None of this means you should build your race-day nutrition strategy around beet shots and expect a transformation. A few important limitations deserve honest attention.

First, the magnitude of effect in trained athletes is smaller than in recreational ones. The efficiency gains from dietary nitrates are most pronounced in people who aren’t already highly trained, because trained athletes have more efficient cardiovascular and muscular systems to begin with. If you’re a competitive OCR athlete with years of structured training, the bump from nitrate loading may be smaller than the studies suggest for general populations.

Second, the oral bacteria pathway matters. Dietary nitrates require specific bacteria in your mouth to begin the conversion process. Antibacterial mouthwash — which many athletes use — can significantly blunt the nitrate effect by killing the very bacteria responsible for conversion. If you’re using antibacterial mouthwash in the days before a race, you may be canceling the benefit before it starts.

Third, individual response varies. Some athletes are non-responders to nitrate supplementation for reasons that aren’t fully understood. Genetics, baseline nitrate intake from diet, and gut microbiome composition all appear to influence response. The only way to know where you fall is to test it in training, not on race day.

Finally, the research is thinner on ultra-distance and multi-hour events than on shorter efforts. Most beetroot juice studies run for ninety minutes to three hours. A full Spartan Ultra or a multi-lap competitive format pushes beyond that window, and the evidence for sustained nitrate benefit over very long durations is less robust.

Practical Protocol: If You’re Going to Use It

The research suggests a few consistent principles for athletes who want to experiment with beetroot juice or concentrated nitrate shots.

Timing matters. Peak nitrate conversion to nitric oxide occurs roughly two to three hours after ingestion. Consuming your beet shot thirty minutes before a race is too late for full effect. Aim for two to two-and-a-half hours pre-race. Some athletes loading for multi-day events use a three-to-five day loading protocol, consuming nitrates daily in the days leading up to the event to build systemic levels.

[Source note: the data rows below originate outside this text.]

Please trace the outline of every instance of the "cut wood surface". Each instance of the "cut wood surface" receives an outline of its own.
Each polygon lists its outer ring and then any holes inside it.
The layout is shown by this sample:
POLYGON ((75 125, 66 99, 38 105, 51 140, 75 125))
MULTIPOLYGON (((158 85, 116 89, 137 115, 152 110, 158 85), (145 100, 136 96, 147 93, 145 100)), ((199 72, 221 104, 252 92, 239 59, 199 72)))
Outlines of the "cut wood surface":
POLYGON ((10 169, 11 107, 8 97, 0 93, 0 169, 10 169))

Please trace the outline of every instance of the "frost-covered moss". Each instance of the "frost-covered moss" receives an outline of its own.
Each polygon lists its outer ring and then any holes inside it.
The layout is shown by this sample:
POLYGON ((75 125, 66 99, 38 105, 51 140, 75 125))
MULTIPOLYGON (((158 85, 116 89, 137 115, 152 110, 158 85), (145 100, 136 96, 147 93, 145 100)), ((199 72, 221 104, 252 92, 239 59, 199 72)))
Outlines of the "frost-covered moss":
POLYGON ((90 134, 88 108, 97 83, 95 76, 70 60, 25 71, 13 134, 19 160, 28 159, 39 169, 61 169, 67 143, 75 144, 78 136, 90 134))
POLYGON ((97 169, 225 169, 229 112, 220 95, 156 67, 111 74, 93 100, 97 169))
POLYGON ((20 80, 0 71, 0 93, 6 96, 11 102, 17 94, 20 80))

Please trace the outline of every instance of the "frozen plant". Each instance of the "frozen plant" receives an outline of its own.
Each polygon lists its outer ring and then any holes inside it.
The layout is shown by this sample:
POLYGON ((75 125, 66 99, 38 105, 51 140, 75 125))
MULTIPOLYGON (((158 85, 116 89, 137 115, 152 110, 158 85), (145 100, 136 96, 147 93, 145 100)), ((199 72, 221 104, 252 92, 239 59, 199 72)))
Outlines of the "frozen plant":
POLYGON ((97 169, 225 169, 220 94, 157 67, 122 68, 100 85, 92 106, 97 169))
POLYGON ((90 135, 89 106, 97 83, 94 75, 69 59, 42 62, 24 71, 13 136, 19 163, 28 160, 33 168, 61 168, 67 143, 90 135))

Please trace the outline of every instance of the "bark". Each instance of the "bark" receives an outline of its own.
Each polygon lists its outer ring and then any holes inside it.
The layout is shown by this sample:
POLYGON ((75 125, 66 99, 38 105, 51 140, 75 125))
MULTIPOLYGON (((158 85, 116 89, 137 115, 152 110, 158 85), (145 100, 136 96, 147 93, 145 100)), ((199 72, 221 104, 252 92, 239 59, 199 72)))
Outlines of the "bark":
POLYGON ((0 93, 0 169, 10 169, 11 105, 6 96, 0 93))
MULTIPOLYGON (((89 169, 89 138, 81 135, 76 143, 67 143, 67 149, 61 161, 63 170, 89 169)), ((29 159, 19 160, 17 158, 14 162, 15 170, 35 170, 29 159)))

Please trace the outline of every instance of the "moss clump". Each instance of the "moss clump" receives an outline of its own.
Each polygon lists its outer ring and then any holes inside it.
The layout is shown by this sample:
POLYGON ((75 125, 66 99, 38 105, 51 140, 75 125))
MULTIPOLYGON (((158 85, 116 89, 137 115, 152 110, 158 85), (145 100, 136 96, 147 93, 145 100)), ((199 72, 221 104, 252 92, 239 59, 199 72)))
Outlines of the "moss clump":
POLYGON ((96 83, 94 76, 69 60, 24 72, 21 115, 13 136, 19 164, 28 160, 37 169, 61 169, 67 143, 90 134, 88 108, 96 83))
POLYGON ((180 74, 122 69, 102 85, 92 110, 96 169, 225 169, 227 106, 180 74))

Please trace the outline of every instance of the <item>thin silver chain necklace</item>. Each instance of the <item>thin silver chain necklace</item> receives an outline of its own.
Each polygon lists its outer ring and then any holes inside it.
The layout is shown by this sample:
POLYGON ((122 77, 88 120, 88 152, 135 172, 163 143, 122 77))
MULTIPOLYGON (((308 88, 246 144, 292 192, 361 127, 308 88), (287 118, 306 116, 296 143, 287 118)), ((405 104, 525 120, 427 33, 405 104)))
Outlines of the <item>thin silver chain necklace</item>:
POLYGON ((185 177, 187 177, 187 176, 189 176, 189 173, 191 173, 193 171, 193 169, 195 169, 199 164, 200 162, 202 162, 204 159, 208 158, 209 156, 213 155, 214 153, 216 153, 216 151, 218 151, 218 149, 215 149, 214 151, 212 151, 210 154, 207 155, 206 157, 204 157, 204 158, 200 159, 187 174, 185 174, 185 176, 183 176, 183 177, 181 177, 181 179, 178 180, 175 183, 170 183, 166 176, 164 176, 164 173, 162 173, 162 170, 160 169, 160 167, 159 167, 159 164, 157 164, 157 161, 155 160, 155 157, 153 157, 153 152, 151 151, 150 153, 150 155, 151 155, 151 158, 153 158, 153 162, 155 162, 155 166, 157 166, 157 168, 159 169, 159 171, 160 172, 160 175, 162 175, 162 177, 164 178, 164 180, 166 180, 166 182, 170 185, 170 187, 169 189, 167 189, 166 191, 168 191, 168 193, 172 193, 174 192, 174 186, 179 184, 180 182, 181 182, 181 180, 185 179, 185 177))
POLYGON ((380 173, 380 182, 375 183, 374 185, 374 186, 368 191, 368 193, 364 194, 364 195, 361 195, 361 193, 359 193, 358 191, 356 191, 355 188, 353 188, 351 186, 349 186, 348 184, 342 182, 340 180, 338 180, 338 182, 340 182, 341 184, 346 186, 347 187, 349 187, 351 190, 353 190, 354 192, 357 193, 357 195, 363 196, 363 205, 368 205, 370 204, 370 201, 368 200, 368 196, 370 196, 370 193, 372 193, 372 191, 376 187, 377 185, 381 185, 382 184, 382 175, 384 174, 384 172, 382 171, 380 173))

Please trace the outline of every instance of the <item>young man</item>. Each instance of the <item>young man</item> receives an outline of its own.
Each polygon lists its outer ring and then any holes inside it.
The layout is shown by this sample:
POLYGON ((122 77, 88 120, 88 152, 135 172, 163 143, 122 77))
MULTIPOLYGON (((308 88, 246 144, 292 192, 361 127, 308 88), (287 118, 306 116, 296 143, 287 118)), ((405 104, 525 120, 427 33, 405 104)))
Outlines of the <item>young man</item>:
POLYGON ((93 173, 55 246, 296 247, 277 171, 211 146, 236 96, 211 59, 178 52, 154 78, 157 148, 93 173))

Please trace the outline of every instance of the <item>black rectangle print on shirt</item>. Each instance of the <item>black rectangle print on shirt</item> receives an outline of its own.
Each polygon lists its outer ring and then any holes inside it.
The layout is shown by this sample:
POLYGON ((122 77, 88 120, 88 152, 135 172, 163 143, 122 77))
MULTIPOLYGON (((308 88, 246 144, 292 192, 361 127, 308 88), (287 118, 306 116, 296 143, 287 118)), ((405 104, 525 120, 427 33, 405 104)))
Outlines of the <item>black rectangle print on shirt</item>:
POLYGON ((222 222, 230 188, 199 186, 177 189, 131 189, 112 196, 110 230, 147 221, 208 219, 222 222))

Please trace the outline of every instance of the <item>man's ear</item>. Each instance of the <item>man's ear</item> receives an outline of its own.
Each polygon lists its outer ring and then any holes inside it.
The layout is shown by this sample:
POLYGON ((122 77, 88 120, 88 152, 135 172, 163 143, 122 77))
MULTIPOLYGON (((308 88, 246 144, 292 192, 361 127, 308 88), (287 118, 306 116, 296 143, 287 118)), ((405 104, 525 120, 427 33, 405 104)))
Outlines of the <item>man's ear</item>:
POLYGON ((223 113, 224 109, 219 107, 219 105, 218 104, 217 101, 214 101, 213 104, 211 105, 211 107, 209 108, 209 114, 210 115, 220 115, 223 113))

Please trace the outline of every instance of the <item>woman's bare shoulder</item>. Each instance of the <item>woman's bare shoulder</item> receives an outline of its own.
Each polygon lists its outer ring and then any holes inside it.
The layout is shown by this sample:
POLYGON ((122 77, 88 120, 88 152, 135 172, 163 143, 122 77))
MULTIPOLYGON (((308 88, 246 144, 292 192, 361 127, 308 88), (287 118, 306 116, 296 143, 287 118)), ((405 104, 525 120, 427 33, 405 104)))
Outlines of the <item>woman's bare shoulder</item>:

Dose matters too. Most of the research showing performance effects used doses equivalent to roughly 400–500mg of inorganic nitrate — the amount found in approximately 500ml of beetroot juice or a standard concentrated shot (the small 70ml bottles widely available in sports nutrition retail). Eating a couple of roasted beets the night before a race is not the same thing, nutritional theater aside.

Avoid antibacterial mouthwash for at least 24 hours before and on race morning. Use regular fluoride toothpaste if you need to brush. Don’t rinse with anything antibacterial until well after your race window.

And test in training first. Race day is not the time to discover that beetroot juice causes you significant GI distress — which it does for a meaningful subset of athletes, particularly at higher doses. A stomach issue at mile four of a Beast is its own kind of penalty.

The Bottom Line

Beetroot juice is one of the most research-supported legal performance aids available to endurance athletes, and OCR athletes have genuine reason to consider it. The nitrate-to-nitric-oxide pathway is real, the efficiency gains are documented, and the emerging evidence on intermittent and mixed-modal performance is promising enough to take seriously.

It is not, however, a miracle protocol. The gains are modest, individual response varies, and the practical details — timing, dose, mouthwash avoidance — matter more than most athletes realize when they grab a beet shot at the expo tent twenty minutes before the gun goes off.

Use it properly or don’t expect much. Test it in training. Nail the timing. Skip the antibacterial rinse. Then go race — the beets can handle the rest.